Justifications for Hunting?
The African hunting industry has for many years pointed to the funds raised by hunting tourism, which purportedly are diverted to conservation efforts. Many hunting operations do involve the local community, with jobs, community funding and meat from hunted animals going to the local population. This has been said to deter poaching, and is used as justification for the continuation of this basically outmoded and often environmentally questionable practice. However, more recently, some conservationists have come to question this justification, as well as exactly how valuable the industry is in this regard, especially when compared to vastly more popular wildlife viewing safaris. Very recently, Botswana banned trophy hunting outright, despite having been a major hunting safari destination up until that point, and deriving considerable income from the practice.
A modern safari is NOT a hunting trip.
Botswana's example is a clear indication of the way forward. Gone are the colonial days when a safari was an overland journey aimed at hunting wild animals! The traditional use of the word has changed, so out with the old ideas about a safari and in with the new and improved interpretation of a safari. Nowadays safaris are not about exploiting natural resources and trophy hunting for sport.
The term 'Big Five' was originally coined by big game hunters to refer to the most dangerous animals to hunt. Today however, the Big Five of Africa are the top animals tourists want to see on safari. Out of the Big Five animals (lion, leopard, rhino, buffalo and elephant) only the buffalo is not threatened or endangered. Encountering these animals is now purely about the joy of observing them in their natural environment, learning about them and taking photographs.
Some dictionary definitions of safari still refer to the outmoded usage of the word:
"...an expedition to observe or hunt animals in their natural habitat, especially in East Africa."
"A trip into any undeveloped area to see, photograph or hunt wild animals in their own environment."
Today safaris are holiday trips aimed at seeing and photographing wildlife for fun.
Safari now refers to an adventure tour or expedition into the wilds of Africa - with no hunting involved. Safari travel often provides revenue for local conservation projects and game parks, supporting the protection of wildlife and habitats, rather than taking them out. Safaris also play an important role in creating awareness about wildlife conservation, as well as benefiting local communities.
A safari is not a trip reserved for khaki-clad bushwhackers and experienced field experts - just about anyone can enjoy a safari in the style that suits them best.
Safari Styles - Types of African Safaris
An endless variety of safari options are now available for travellers visiting Africa.
There are a multitude of safaris to match any combination of parameters, taking into account budget, timeframe, activities and desired locations.
Budget Safaris - Travel on a Shoestring
As you can see from our website there are plenty of affordable safaris in all shapes and sizes out there.

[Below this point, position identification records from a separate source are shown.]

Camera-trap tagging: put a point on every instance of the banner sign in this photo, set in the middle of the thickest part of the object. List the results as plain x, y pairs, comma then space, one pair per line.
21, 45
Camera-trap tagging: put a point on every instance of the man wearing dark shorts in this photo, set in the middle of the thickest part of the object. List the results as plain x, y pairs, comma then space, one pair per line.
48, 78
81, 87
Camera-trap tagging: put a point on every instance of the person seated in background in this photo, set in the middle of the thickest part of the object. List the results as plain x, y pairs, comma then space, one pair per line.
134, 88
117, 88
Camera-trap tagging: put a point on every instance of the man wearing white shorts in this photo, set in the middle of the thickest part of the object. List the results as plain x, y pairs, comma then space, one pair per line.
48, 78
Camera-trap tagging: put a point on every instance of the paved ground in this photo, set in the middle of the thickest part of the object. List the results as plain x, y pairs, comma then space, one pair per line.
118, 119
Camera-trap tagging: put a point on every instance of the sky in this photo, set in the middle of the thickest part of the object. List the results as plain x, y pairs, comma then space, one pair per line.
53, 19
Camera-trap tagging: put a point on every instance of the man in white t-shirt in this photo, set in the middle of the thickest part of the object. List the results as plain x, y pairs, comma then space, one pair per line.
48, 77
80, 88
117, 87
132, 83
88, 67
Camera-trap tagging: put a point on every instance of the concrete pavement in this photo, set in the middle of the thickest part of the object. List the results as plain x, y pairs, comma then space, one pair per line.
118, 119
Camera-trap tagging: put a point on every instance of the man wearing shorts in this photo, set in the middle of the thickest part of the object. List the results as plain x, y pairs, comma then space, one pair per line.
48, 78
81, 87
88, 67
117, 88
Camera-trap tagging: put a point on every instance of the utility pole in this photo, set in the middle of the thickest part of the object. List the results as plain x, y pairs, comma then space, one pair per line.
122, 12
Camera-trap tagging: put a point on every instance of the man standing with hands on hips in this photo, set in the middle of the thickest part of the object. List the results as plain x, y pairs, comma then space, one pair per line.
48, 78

Here are a few of the cheaper safari options:
- Overland Safaris: The cheapest of the organised safaris are the camping ones that travel overland in medium to large groups. The cheapest of the accommodated safaris are also overland trips conducted in big safaris trucks with a medium to large sized group of people. The exclusive overland safaris tend to be a mix of camping and accommodated, falling in between the two in terms of price.
- Budget Camping Safaris: The next tier up in terms of pricing is the budget camping safari, which is also designed for the budget traveller but generally runs with smaller groups and vehicles.
- Exclusive Budget Safaris: A step up from camping, providing a mix of fixed and camping accommodation in or near game parks along the way.
- Budget Lodge Safaris: Add some style and comfort to the affordable safari category, staying in lodges and tented camps within easy reach of the travel highlights.
- Mobile Camping Safaris: Travel in a 4x4, moving camp from site to site and getting up close to nature. Camp at private and/or public campsites, shifting with the guides, staff and camping gear. These are generally quite unobtrusive safaris that have a low impact on the environment. The price of mobile tented safaris varies, depending on group size and whether they are fully serviced or require participation from clients.
There are also some mid-range safaris that stay at comfortable, yet not opulent lodges. These semi-luxury safaris don't include all the frills and finery of luxury safaris, but do offer more personal service and superior lodgings for those who can spend a bit more on a safari.
Luxury Safaris - Travel in Style
The mildly to superbly snazzy safaris offer more comfort and exclusivity giving travellers some safari chic in the bush.
Here are a few ways to experience a luxury safari:
- Tailor-made Safaris: Bespoke safaris sit at the top-end of the pricing pyramid. These are luxurious trips tailored to meet the specific requirements of the discerning traveller. Clients can expect to be pampered and cared for every step of the way, exploring private game reserves while staying in up-market private lodges.
- Luxury Safaris: These cushy safaris also make use of top-end lodges and hotels, but the itinerary is mapped out already. Clients pay more for the extra privacy, lavish facilities, exclusive game viewing activities and elegant accommodation. The ultimate luxury safaris include features such as spa treatments, private boat cruises, private dining in wild locations and so forth.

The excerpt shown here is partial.